What is the Księga Wieczysta and why does it matter?
The Księga Wieczysta (KW) is the Polish Land and Mortgage Register — a public database maintained by courts that records legal ownership, mortgages, encumbrances, easements and restrictions for every property in Poland. Before signing any agreement, buyers should check the KW by entering the property's register number at ekw.ms.gov.pl. A clean KW entry confirms the seller is the legal owner and that there are no hidden claims, mortgages or legal blocks on the property. It is the single most important due diligence step in any Polish property transaction.
Can I complete the Warsaw purchase without travelling to Poland?

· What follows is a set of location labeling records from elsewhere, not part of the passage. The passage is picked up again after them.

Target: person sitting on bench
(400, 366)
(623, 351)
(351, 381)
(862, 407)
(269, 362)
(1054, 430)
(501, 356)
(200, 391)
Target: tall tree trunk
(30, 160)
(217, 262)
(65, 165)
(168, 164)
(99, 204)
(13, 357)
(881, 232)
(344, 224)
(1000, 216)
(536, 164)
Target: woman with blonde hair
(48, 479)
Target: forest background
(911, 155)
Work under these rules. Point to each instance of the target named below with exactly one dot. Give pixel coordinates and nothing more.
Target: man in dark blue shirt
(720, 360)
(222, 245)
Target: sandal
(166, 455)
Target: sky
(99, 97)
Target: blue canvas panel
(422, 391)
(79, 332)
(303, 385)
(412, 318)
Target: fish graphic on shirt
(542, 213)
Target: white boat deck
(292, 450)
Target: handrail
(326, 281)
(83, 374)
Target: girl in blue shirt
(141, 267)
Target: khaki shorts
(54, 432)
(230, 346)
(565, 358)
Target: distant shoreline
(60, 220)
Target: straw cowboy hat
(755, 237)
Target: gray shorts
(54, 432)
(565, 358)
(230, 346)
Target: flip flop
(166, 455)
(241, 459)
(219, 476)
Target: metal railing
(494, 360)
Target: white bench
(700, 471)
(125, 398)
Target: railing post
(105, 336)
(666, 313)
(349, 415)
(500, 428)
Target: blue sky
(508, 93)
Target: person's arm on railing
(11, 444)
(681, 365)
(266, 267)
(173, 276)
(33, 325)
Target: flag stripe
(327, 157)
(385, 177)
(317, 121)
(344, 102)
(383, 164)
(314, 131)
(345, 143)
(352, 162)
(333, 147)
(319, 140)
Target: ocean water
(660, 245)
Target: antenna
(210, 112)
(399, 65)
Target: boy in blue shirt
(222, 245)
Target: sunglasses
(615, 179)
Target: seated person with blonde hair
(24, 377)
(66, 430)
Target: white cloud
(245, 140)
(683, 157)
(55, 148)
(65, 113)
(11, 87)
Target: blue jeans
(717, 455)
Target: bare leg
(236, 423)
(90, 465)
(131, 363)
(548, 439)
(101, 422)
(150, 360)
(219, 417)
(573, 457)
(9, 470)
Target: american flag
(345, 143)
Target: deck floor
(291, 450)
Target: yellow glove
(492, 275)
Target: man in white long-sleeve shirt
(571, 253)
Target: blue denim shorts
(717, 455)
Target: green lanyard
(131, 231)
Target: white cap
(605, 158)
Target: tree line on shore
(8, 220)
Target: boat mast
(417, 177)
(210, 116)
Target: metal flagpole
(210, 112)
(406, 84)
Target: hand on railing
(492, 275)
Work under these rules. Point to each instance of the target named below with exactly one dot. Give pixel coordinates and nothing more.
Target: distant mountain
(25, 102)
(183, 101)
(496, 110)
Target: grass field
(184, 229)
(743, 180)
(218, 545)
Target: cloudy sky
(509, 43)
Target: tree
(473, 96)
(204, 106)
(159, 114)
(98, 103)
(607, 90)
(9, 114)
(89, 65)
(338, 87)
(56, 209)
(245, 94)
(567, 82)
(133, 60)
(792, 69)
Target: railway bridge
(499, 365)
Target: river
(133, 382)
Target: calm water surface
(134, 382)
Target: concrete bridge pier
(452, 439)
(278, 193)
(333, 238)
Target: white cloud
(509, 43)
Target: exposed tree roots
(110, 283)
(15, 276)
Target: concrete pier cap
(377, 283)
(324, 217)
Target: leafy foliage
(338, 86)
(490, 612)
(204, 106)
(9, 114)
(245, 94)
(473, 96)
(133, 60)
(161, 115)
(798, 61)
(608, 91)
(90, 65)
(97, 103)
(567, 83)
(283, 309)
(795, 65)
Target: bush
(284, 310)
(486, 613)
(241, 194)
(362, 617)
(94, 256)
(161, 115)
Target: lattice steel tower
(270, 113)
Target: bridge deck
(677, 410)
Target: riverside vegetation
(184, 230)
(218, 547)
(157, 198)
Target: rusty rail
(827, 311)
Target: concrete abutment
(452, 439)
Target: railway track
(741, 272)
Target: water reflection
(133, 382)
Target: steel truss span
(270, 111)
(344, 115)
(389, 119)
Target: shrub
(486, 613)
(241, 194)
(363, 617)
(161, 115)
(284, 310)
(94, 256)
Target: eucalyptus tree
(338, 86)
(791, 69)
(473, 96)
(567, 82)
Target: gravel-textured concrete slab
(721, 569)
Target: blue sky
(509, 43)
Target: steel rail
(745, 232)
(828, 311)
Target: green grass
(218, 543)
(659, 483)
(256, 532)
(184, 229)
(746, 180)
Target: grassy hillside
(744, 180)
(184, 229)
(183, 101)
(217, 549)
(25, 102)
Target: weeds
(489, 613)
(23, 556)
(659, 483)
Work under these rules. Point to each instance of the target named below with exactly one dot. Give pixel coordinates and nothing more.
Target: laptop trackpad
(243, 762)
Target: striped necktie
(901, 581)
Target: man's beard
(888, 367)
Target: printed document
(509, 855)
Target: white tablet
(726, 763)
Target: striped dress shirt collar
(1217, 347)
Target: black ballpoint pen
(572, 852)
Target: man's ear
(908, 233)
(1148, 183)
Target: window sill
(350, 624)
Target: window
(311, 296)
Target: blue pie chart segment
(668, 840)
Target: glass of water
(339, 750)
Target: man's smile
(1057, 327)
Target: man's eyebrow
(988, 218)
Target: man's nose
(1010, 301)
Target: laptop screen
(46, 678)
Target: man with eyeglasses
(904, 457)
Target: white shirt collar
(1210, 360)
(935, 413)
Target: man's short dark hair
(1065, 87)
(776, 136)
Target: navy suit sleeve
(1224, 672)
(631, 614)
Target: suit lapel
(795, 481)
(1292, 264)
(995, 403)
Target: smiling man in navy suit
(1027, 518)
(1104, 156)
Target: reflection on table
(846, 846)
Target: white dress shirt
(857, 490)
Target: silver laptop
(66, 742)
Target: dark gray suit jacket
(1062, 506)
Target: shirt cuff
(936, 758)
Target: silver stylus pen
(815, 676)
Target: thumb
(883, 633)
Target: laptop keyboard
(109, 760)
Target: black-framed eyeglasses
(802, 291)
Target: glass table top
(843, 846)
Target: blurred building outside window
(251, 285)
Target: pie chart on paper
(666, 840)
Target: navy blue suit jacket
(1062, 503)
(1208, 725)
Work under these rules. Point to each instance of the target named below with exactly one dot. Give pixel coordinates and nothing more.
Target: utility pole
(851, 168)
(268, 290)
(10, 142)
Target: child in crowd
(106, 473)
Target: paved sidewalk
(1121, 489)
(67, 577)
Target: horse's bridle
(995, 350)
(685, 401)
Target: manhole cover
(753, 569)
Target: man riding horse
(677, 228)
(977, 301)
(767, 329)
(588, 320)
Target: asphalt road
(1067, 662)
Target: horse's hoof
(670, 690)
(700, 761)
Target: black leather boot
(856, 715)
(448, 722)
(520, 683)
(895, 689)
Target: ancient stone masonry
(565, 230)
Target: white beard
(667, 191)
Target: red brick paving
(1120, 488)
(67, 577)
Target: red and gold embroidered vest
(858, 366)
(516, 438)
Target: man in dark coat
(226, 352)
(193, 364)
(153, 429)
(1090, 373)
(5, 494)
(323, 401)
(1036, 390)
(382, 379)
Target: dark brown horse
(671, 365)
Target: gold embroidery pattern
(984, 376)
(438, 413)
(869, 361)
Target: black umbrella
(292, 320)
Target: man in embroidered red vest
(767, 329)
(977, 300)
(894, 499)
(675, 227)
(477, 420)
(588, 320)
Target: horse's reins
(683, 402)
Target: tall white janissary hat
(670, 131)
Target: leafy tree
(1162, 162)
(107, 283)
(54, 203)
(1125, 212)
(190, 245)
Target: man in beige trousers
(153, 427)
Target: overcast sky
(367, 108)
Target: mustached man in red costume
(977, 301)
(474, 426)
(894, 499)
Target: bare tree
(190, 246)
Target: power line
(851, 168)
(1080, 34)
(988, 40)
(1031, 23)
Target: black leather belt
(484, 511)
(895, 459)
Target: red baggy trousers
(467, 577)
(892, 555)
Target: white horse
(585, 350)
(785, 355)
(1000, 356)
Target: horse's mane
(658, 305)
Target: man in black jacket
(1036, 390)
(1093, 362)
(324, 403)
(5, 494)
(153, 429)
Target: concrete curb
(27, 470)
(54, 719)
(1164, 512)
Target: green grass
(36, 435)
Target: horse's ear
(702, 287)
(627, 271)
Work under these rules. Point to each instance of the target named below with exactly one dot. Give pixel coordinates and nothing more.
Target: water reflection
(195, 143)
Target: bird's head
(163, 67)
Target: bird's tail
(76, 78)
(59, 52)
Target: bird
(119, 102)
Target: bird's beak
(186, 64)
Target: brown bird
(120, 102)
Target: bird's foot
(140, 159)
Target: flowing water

Yes. With a properly apostilled and translated power of attorney, a trusted Polish legal representative can sign all contracts and complete the notarial deed on the buyer's behalf. The POA must be executed before a notary in the buyer's home country, apostilled under the Hague Convention, and accompanied by a certified Polish translation. This arrangement is used routinely by international investors purchasing Warsaw property from the UK, US, UAE, Germany, Israel and many other countries. It is fully legally valid.
How long does a Warsaw property purchase take from offer to completion?
For secondary market (resale) transactions: typically 6–12 weeks from accepted offer to notarial deed, assuming the land register is clean and both parties are motivated. The preliminary agreement is usually signed within 1–2 weeks of agreeing terms, with the final deed following 4–8 weeks later once due diligence is complete and any outstanding documentation is resolved. For new-build purchases: the preliminary developer agreement (umowa deweloperska) is signed quickly, but delivery and the final deed of ownership may follow the construction completion date, which can be 12–36 months after signing on off-plan units.
What taxes do I pay as a foreign property owner in Poland?
Annual property tax (podatek od nieruchomości) is very low — approximately 1.19 PLN/m² of usable area per year for residential property. On a 50 m² Warsaw apartment that is roughly 60 PLN per year. Monthly building maintenance fees (czynsz administracyjny) are more significant — typically 600–900 PLN/month for standard buildings. Rental income is subject to Polish income tax. Non-residents can elect a flat 8.5% rate on gross rental income (up to 100,000 PLN) or a 12.5% rate above that threshold, or alternatively apply for standard progressive income tax with deductible expenses. Tax residency status affects which rate structure is more favourable — individual tax advice from a Polish tax adviser is recommended before the first rental income is received.